At the same time, Republican groups have seized on Porter’s stance on the issue to argue that she would raise middle-class taxes to finance a $32 trillion government takeover of health care. The Congressional Leadership Fund, a super PAC tied to House Speaker Paul Ryan (R-Wis.), has spent over $4 million in the race. A television ad the group aired in September featured an Irvine woman lamenting Porter’s support for single-payer.

A July study by the libertarian Mercatus Center indeed found that adopting a Medicare for all system would cost $32 trillion over a 10-year period. But it also found that the program, while formally shifting health care costs onto the government’s books, would save the country $2 trillion overall, ensuring that consumers come out on top.

Economists debate exactly how much of the cost of implementing Medicare for all would ultimately have to come through new taxes, and how much of it could be achieved through even greater savings on the cost of the underlying care. Even if it’s a net financial gain for the average American, financing Medicare for all would almost certainly require some form of higher taxation to get off the ground in the near term.

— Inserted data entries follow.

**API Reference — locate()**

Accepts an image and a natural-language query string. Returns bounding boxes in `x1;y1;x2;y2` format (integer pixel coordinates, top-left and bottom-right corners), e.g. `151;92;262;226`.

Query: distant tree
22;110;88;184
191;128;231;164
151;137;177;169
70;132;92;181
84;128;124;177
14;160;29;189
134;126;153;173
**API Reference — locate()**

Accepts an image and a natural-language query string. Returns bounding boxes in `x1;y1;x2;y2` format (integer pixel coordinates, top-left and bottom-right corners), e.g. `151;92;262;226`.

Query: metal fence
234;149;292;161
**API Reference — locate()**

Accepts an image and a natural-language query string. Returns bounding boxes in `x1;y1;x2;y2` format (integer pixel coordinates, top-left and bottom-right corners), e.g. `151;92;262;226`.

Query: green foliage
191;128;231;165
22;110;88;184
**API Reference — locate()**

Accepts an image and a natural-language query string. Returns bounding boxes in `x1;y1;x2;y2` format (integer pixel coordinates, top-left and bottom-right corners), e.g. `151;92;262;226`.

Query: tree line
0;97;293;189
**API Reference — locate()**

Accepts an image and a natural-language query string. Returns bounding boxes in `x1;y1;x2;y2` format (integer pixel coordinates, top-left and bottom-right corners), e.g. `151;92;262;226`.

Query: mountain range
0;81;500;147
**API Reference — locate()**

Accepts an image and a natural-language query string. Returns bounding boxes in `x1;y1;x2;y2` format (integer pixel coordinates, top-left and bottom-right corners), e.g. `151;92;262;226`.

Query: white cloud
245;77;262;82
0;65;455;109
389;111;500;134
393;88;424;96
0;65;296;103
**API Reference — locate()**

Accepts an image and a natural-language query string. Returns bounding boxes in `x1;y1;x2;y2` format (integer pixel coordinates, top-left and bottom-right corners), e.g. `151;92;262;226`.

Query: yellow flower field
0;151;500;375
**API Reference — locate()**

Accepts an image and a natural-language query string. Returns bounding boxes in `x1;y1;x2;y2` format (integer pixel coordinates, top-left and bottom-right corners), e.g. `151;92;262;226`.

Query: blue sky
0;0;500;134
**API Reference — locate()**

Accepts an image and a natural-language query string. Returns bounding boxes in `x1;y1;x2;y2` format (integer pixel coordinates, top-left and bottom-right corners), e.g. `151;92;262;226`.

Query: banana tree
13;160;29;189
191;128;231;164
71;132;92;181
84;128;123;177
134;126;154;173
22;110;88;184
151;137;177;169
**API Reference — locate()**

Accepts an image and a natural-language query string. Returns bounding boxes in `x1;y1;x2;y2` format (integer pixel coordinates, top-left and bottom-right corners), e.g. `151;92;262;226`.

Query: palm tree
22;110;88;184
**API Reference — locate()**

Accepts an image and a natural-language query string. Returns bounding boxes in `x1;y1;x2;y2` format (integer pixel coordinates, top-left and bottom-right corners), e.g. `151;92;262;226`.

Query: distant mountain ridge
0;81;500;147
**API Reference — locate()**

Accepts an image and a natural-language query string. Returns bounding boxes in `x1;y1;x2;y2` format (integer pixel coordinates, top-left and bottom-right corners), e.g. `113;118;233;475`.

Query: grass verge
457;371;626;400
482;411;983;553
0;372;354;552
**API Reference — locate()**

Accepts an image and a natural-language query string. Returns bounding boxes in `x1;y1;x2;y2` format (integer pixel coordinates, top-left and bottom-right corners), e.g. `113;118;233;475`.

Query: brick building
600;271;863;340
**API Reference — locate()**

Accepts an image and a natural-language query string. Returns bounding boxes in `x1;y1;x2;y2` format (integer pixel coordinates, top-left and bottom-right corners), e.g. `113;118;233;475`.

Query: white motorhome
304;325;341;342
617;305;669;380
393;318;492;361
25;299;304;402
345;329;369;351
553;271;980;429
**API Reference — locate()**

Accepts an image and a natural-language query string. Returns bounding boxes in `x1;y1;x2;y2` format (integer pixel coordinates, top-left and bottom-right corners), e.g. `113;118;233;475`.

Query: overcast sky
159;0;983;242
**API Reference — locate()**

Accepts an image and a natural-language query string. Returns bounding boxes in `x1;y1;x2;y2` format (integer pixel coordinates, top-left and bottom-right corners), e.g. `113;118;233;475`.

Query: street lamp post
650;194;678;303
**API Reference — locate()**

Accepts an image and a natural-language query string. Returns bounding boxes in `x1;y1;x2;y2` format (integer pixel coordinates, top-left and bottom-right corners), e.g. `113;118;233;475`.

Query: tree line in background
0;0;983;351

Porter prefers to emphasize the cost control part of the equation, arguing that empowering Medicare to negotiate lower prices on prescription drugs and taking on powerful middlemen like pharmacy benefit managers would get the country most of the way there.

“I’m gonna be skeptical of any tax increase,” she told HuffPost.

At times, Porter’s efforts to avoid being pegged as a liberal firebrand can seem contrived. If elected, she plans to join the Medicare for All Caucus and the Congressional Progressive Caucus.

But when asked whether she identifies as a “progressive,” Porter is noncommittal.

“I am going to push to advance issues that will help America make progress,” she said. “I define those to include tackling climate change, working to create more clean energy jobs, pushing for a health care system that is affordable and effective.”

One of the reasons that Porter’s association with Warren hasn’t proven more politically harmful in the district is that Warren, unlike Trump or House Democratic Leader Nancy Pelosi, has a net-positive approval rating in the district, according to a Democratic strategist familiar with the data.

It can’t hurt that unlike Bernie Sanders, who identifies as a “democratic socialist,” Warren proudly calls herself a “capitalist.”

So does Porter, who encouraged HuffPost to ask her about it.

“I have spent my entire career fighting for a system of capitalism that gives every American a fair shake in our economy,” she declared. “And that’s exactly what I’ll do in Congress.”

CORRECTION: A previous version of this story incorrectly stated that Dave Min was involved in spreading rumors about Katie Porter’s divorce. There was only evidence that one of his supporters had done so, and Min denied involvement in the rumors.